Re: [PoC] Improve dead tuple storage for lazy vacuum

From: John Naylor <john(dot)naylor(at)enterprisedb(dot)com>
To: Masahiko Sawada <sawada(dot)mshk(at)gmail(dot)com>
Cc: Nathan Bossart <nathandbossart(at)gmail(dot)com>, Andres Freund <andres(at)anarazel(dot)de>, Matthias van de Meent <boekewurm+postgres(at)gmail(dot)com>, Yura Sokolov <y(dot)sokolov(at)postgrespro(dot)ru>, PostgreSQL-development <pgsql-hackers(at)postgresql(dot)org>
Subject: Re: [PoC] Improve dead tuple storage for lazy vacuum
Date: 2022-12-09 08:53:01
Message-ID: CAFBsxsFdkG9bgXViC-EfCb-BySyA=kDq5xu8vc1HeE8QKHud+A@mail.gmail.com
Views: Raw Message | Whole Thread | Download mbox | Resend email
Thread:
Lists: pgsql-hackers

On Fri, Dec 9, 2022 at 8:20 AM Masahiko Sawada <sawada(dot)mshk(at)gmail(dot)com>
wrote:

> In the meanwhile, I've been working on vacuum integration. There are
> two things I'd like to discuss some time:
>
> The first is the minimum of maintenance_work_mem, 1 MB. Since the
> initial DSA segment size is 1MB (DSA_INITIAL_SEGMENT_SIZE), parallel
> vacuum with radix tree cannot work with the minimum
> maintenance_work_mem. It will need to increase it to 4MB or so. Maybe
> we can start a new thread for that.

I don't think that'd be very controversial, but I'm also not sure why we'd
need 4MB -- can you explain in more detail what exactly we'd need so that
the feature would work? (The minimum doesn't have to work *well* IIUC, just
do some useful work and not fail).

> The second is how to limit the size of the radix tree to
> maintenance_work_mem. I think that it's tricky to estimate the maximum
> number of keys in the radix tree that fit in maintenance_work_mem. The
> radix tree size varies depending on the key distribution. The next
> idea I considered was how to limit the size when inserting a key. In
> order to strictly limit the radix tree size, probably we have to
> change the rt_set so that it breaks off and returns false if the radix
> tree size is about to exceed the memory limit when we allocate a new
> node or grow a node kind/class.

That seems complex, fragile, and wrong scope.
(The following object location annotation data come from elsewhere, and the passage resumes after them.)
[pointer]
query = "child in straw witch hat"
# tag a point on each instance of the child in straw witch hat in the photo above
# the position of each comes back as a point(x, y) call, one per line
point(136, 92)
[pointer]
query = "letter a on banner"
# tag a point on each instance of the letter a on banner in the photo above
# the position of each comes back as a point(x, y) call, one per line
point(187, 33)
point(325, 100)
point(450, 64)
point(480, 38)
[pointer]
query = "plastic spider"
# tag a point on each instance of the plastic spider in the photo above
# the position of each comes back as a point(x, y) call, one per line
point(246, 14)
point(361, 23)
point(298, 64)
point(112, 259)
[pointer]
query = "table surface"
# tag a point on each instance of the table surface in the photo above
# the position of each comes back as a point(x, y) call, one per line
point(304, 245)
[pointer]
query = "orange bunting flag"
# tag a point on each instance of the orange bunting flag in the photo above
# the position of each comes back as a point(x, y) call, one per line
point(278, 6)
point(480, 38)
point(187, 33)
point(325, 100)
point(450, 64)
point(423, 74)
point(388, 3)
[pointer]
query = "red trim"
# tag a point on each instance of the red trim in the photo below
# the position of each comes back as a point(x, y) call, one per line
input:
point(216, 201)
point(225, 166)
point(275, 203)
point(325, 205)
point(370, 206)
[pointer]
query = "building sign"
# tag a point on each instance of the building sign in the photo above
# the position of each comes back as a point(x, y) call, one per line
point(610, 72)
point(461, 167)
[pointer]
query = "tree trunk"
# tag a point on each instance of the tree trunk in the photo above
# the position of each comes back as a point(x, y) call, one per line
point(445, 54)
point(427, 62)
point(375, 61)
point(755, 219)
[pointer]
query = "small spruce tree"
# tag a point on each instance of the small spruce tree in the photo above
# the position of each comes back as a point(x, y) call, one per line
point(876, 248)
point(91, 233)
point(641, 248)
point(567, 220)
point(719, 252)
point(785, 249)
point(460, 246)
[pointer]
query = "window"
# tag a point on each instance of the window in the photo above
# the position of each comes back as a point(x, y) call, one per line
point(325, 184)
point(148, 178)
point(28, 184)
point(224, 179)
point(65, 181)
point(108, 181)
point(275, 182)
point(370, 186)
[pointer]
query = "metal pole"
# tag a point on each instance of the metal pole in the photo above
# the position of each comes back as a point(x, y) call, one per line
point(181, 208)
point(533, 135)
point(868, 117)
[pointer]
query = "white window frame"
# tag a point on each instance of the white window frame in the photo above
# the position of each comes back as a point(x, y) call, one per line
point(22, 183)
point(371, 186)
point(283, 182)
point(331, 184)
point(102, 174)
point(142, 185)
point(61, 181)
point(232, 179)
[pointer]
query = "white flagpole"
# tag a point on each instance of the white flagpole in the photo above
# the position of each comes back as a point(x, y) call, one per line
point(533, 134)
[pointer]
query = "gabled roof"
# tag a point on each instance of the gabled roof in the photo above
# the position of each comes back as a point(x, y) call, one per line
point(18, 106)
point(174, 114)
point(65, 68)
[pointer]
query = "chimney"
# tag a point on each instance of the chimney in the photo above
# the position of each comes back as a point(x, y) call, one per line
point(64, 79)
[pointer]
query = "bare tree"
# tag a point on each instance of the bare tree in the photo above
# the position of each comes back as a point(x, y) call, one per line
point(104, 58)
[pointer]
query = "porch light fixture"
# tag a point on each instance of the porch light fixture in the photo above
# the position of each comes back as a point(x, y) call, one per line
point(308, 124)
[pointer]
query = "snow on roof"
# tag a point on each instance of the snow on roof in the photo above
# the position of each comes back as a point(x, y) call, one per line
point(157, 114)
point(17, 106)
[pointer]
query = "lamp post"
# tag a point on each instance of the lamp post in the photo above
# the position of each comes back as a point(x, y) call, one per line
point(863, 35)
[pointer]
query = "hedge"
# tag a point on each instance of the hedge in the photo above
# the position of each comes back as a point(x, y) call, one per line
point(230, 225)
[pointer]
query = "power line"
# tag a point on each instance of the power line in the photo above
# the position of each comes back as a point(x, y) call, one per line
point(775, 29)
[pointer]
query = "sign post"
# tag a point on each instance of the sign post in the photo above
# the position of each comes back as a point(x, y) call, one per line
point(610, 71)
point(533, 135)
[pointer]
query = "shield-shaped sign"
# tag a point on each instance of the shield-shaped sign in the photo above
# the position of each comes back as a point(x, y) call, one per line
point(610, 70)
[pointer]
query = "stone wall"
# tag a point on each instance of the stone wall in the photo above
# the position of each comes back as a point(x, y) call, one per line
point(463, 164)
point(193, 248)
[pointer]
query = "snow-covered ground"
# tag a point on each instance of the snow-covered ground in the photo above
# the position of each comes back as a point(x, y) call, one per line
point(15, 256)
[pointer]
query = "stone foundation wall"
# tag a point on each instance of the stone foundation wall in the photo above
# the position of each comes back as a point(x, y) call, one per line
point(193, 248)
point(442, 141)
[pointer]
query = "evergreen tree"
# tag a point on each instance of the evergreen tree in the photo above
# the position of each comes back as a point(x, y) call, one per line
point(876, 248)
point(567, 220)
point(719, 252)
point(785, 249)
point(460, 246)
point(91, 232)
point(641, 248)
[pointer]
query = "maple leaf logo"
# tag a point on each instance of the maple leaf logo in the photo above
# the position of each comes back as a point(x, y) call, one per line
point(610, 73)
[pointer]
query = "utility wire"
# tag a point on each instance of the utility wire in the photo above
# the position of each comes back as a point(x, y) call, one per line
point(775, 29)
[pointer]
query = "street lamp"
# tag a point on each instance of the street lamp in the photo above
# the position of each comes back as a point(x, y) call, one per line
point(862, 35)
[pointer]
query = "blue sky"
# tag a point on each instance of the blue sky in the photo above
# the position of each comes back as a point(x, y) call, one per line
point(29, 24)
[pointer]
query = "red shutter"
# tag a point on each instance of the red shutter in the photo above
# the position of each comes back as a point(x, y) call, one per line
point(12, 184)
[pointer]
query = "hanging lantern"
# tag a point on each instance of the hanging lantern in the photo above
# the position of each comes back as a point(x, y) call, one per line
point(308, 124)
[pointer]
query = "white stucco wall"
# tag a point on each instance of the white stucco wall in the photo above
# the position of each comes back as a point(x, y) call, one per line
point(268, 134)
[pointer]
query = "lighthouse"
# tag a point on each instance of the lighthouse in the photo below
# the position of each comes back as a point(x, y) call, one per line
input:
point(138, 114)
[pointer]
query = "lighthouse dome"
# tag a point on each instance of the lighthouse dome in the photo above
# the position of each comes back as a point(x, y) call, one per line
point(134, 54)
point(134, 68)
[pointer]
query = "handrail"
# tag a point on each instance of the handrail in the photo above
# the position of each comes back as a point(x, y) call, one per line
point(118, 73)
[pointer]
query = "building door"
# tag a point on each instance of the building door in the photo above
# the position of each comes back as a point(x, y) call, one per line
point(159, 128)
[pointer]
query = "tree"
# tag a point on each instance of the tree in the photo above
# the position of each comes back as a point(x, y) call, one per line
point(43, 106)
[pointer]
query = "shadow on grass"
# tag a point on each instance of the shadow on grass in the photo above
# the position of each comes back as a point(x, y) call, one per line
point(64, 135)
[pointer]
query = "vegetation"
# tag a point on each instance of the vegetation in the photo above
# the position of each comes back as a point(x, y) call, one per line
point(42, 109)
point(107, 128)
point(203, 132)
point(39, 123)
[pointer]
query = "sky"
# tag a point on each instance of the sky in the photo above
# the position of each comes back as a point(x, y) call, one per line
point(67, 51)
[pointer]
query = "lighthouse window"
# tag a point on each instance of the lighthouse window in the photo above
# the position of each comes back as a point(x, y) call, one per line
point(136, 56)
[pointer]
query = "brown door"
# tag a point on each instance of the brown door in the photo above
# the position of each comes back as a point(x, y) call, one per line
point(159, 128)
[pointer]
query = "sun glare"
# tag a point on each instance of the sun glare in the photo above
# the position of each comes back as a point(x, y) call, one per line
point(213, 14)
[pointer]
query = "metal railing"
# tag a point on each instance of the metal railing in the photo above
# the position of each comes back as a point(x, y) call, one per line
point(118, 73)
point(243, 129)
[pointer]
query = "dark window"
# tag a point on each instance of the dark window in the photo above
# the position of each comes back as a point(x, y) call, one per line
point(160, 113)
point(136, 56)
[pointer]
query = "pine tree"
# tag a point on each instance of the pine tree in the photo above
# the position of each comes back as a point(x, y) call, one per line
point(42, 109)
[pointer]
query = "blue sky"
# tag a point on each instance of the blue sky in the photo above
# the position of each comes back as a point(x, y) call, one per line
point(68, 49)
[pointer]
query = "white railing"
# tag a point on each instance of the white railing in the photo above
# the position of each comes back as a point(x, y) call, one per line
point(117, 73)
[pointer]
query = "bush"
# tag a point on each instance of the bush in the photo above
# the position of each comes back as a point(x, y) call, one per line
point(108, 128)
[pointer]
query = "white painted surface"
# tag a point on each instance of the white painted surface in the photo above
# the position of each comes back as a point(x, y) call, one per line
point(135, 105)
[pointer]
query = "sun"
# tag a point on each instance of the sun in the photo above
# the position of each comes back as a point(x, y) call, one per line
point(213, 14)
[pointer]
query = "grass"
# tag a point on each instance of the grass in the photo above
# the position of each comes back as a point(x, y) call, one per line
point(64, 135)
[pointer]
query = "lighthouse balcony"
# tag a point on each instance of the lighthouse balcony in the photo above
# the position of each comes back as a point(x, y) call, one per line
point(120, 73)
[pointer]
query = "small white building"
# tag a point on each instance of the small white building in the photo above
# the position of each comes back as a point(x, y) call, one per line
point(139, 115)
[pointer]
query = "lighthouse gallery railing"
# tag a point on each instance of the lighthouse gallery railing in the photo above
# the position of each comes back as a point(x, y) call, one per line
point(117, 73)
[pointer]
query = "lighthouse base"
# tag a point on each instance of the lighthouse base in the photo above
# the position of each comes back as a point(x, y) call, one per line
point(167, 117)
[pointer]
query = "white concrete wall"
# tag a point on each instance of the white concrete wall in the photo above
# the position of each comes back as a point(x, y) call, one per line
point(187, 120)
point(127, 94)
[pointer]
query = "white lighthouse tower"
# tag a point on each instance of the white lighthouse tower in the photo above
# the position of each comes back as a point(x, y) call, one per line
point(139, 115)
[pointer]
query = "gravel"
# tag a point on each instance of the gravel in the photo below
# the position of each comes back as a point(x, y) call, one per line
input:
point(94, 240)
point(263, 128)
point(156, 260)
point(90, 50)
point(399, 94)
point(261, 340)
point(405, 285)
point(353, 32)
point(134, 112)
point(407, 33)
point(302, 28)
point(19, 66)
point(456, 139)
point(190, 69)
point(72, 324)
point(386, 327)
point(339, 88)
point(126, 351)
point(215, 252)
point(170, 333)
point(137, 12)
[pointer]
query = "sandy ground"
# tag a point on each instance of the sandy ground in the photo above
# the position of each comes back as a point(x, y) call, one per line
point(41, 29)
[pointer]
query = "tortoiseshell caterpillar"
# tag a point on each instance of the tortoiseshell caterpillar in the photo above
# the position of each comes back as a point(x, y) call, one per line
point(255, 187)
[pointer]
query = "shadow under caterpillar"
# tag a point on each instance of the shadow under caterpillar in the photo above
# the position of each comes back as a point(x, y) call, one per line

> Ideally, I'd like to control the size
> outside of radix tree (e.g. TIDStore) since it could introduce
> overhead to rt_set() but probably we need to add such logic in radix
> tree.

Does the TIDStore have the ability to ask the DSA (or slab context) to see
how big it is? If a new segment has been allocated that brings us to the
limit, we can stop when we discover that fact. In the local case with slab
blocks, it won't be on nice neat boundaries, but we could check if we're
within the largest block size (~64kB) of overflow.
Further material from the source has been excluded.